The plant, the biggest in Europe, has been running at reduced capacity since magistrates sent in special administrators in July and ordered it be closed after an inquiry into damning environmental reports which revealed high cancer rates in the region.
The facility, which employs about 12,000 workers, has become the site over recent months of clashes between demonstrators fighting to keep their jobs and environmentalists who are demanding the site be cleaned up.
On Saturday, the prosecutors called on ILVA head Bruno Ferrante to ensure that the most polluting parts of the site were shutdown within five days.
Environment minister Corrado Clini slammed the order as "impossible to fulfil" because of the complexity of both the site and the shutdown process.
ILVA, part of the Riva steel group, has become the face of a heated debate in Italy over the need to protect jobs in Italy's southern region, which has long suffered from high unemployment and has been hit hard by the recession.
"ILVA still has not done anything, it still has not presented a credible plan for a clean-up," said Nichi Vendola, governor of the Puglia region.
"It is playing a dangerous game.
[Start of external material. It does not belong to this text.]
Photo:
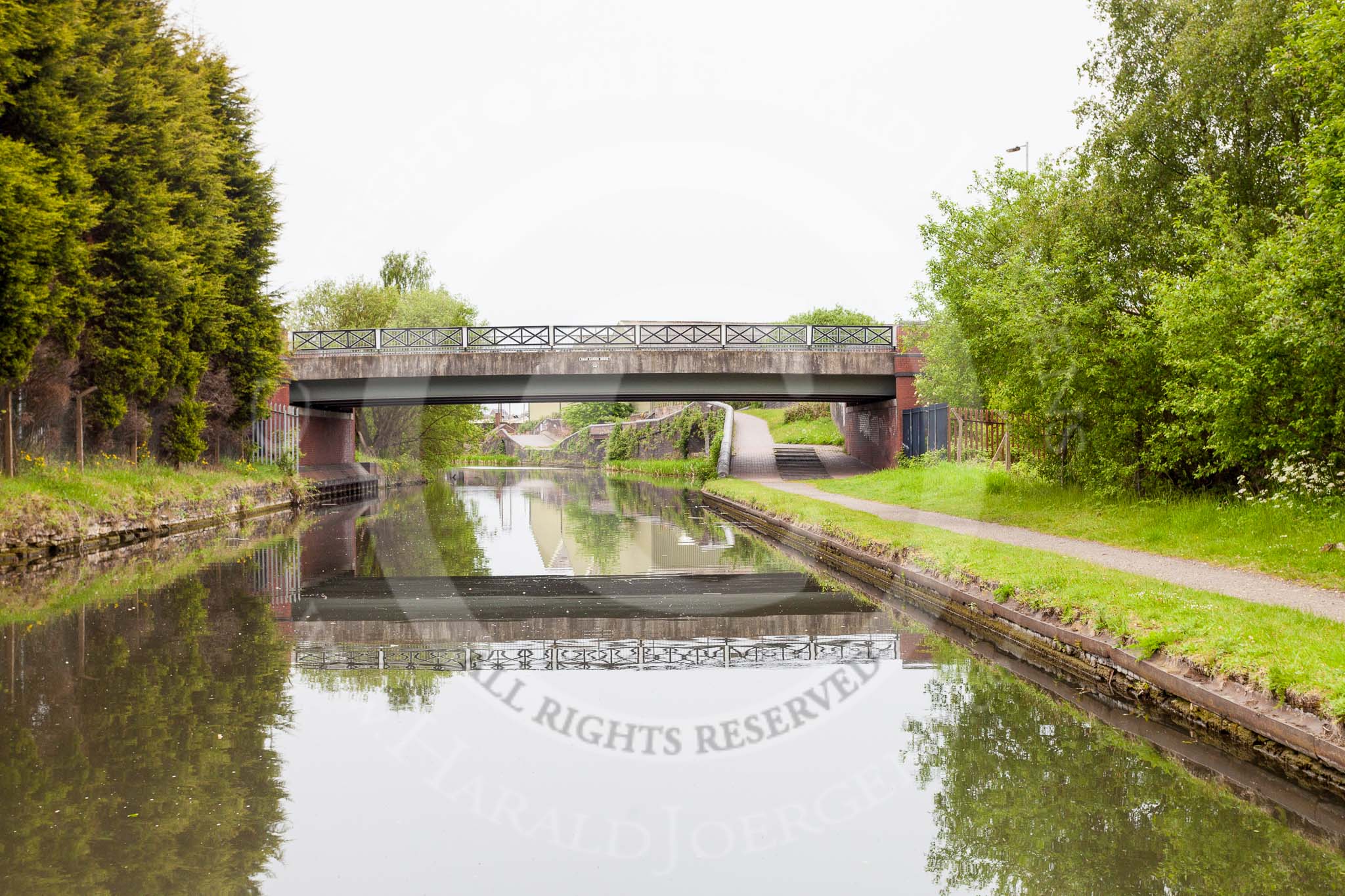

It is not possible that a group which has filled its pockets with b can kill off a factory which maintains 20,000 families," he said, according to Italian media reports.
Studies found that the deadly emissions leaking from the plant were causing cancer rates which were 15 to 30 percent above average from 1995 to 2002.
In September, Judge Patrizia Todisco rejected the management's proposal to invest 400 million euros ($520 million) to modernise the plant, saying ILVA had already promised to carry out the same overhaul in 2003-2004.
The environment ministry has been battling to keep the site open, warning that Italy will lose out to competitors in Europe and China if the mill closes.
"I'm not at all optimistic. The priority for the moment is to make sure production does not stop," said UIL trade union secretary, Luigi Angeletti.